Da quando le truppe di Putin hanno invaso l’Ucraina, nel febbraio del 2022, la Russia è stata presa di mira da numerose sanzioni internazionali. Nonostante i colpi inferti dalle misure restrittive per frenare le entrate nelle casse russe, il settore petrolifero e quello del gas hanno continuato a funzionare senza troppi intoppi, fornendo a Mosca i fondi necessari per  inviare soldati al fronte e acquistare armamenti, droni e munizioni. Stando a Bloomberg, i tassi di perforazioni nell'ambito della produzione petrolifera, lo scorso anno, hanno stabilito un record post-sovietico, mentre le esportazioni di greggio rimangono ingenti, soprattutto grazie a compratori come India, Cina e Brasile. Le esportazioni di gas, invece, dopo aver subito un forte calo nel 2022 e nel 2023, con Gazprom che ha registrato una perdita netta di 6,9 miliardi di dollari, a causa della carenza di flussi verso l’Europa, sembrano destinate a crescere. Il governo russo, ha infatti previsto che quest’anno l’export attraverso i gasdotti si riprenderà grazie al mercato cinese. Tutto bene, dunque? Secondo gli analisti, la situazione non sembra destinata a durare, a causa della carenza di manodopera che sta azzoppando tutti i settori, a parte la macchina da guerra.

L’industria del petrolio e del gas riveste un ruolo cruciale per finanziare l’invasione dell’Ucraina, ma oggi si trova ad affrontare una carenza di forza lavoro causata dalla piena mobilitazione per la guerra. La situazione venutasi a creare sta esacerbando una crisi demografica che dura dagli anni Novanta, ulteriormente peggiorata con la pandemia e con l’invasione dell’Ucraina. Secondo Bloomberg, la carenza di manodopera, a lungo termine, rischia di colpire anche l’industria energetica, ossia quella che permette di finanziare la guerra di Putin. Le aziende energetiche, di fatto, si trovano a dover competere per attirare i lavoratori con l’industria bellica e con l’esercito, facendo fatica a offrire gli stessi salari. Per fare un paragone, il solo bonus di iscrizione per un soldato che decide di combattere in Ucraina vale quasi quanto un anno di stipendio di un lavoratore impiegato nei giacimenti di petrolio e gas.

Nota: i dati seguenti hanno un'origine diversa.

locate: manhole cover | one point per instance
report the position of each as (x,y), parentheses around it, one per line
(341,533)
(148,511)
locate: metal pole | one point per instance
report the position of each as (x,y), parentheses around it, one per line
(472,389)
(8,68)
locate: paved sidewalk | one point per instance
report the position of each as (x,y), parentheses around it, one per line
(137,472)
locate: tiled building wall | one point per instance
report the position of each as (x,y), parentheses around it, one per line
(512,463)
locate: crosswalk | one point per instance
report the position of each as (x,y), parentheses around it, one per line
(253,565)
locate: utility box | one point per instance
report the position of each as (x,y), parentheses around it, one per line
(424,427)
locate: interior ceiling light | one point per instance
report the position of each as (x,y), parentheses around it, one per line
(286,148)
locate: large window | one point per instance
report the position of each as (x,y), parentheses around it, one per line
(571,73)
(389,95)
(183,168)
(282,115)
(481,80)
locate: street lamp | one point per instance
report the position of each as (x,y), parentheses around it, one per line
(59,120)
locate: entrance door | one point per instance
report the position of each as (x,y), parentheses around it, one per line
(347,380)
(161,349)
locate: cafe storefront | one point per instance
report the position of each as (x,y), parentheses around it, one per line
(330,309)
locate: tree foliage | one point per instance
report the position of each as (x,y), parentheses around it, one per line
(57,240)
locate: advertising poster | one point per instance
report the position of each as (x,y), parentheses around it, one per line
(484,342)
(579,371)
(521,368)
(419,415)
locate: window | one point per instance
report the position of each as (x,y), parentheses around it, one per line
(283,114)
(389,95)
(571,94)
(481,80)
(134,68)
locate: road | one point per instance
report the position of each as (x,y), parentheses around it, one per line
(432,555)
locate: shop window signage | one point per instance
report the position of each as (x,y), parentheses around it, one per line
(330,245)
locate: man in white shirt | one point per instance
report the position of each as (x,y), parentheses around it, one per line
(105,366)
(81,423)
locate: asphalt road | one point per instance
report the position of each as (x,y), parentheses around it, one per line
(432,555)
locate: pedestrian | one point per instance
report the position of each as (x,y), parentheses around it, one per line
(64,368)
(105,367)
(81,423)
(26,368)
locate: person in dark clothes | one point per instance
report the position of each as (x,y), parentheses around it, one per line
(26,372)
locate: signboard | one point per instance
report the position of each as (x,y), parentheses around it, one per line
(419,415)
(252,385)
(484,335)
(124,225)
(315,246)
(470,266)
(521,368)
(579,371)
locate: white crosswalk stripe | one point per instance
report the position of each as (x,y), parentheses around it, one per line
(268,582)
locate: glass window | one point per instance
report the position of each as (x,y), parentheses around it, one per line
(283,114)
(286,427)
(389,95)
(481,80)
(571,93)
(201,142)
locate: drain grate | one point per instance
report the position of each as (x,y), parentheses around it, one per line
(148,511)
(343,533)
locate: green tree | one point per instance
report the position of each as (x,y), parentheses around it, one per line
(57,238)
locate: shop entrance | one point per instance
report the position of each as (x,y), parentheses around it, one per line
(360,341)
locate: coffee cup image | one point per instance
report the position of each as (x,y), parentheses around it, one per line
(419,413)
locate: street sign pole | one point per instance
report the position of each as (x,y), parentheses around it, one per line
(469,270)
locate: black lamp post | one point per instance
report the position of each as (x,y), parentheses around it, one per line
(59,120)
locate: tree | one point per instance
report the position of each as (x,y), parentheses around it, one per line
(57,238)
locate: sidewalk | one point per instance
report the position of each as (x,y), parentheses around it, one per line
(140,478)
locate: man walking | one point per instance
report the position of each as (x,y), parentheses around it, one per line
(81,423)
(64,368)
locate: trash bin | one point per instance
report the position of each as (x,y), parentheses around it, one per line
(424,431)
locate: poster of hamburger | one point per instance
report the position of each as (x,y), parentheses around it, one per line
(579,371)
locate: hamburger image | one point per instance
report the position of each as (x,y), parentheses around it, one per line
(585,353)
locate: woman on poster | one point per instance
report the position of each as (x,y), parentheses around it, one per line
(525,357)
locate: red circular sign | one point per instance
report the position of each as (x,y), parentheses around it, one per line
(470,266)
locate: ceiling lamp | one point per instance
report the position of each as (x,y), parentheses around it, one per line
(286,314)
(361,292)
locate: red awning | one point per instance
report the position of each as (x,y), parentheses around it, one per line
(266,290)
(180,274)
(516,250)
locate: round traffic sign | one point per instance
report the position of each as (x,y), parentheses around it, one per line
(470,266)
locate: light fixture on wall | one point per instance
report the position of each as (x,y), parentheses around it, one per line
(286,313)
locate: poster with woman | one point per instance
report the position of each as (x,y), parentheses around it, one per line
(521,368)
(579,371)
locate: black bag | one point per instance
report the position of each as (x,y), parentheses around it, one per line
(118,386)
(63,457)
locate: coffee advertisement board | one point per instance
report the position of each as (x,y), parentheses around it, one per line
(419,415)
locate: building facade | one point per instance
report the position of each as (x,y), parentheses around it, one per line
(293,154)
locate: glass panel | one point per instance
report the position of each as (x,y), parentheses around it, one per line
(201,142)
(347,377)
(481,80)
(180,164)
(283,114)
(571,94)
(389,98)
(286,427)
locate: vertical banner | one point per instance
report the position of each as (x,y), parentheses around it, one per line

L’industria energetica è da tempo uno dei datori di lavoro più pagati in Russia, con stipendi che dal 2017 superano la media nazionale di almeno due terzi. Tuttavia, tali somme non possono competere con quelle offerte dall’esercito russo ai soldati a contratto. Oltre al bonus di iscrizione fisso a livello nazionale di 195.000 rubli, ogni regione russa offre un pagamento una tantum alle reclute, che arriva fino a 1 milione di rubli.

Secondo le stime di Kasatkin Consulting, ex centro di ricerca di Deloitte con sede a Mosca, quest'anno il settore petrolifero e del gas russo registrerà una carenza di 40 mila dipendenti. Analizzando i dati della piattaforma di reclutamento russa hh.ru, emerge come nel primo trimestre del 2024 l'industria energetica abbia aumentato il numero di annunci di lavoro online del 24% rispetto all’anno scorso, cercando anche impiegati poco qualificati.

Anna Osipova, responsabile delle comunicazioni esterne regionali presso hh.ru, ha constatato come in Russia oggi si registrino carenze di «elettricisti, autisti, meccanici, saldatori, macchinisti, operai generici, direttori delle vendite, ingegneri progettisti e venditori». A lungo termine, l’economia di guerra russa rischia di cannibalizzare anche il settore energetico, quello più remunerativo, che di fatto permette di continuare a combattere contro Kiev.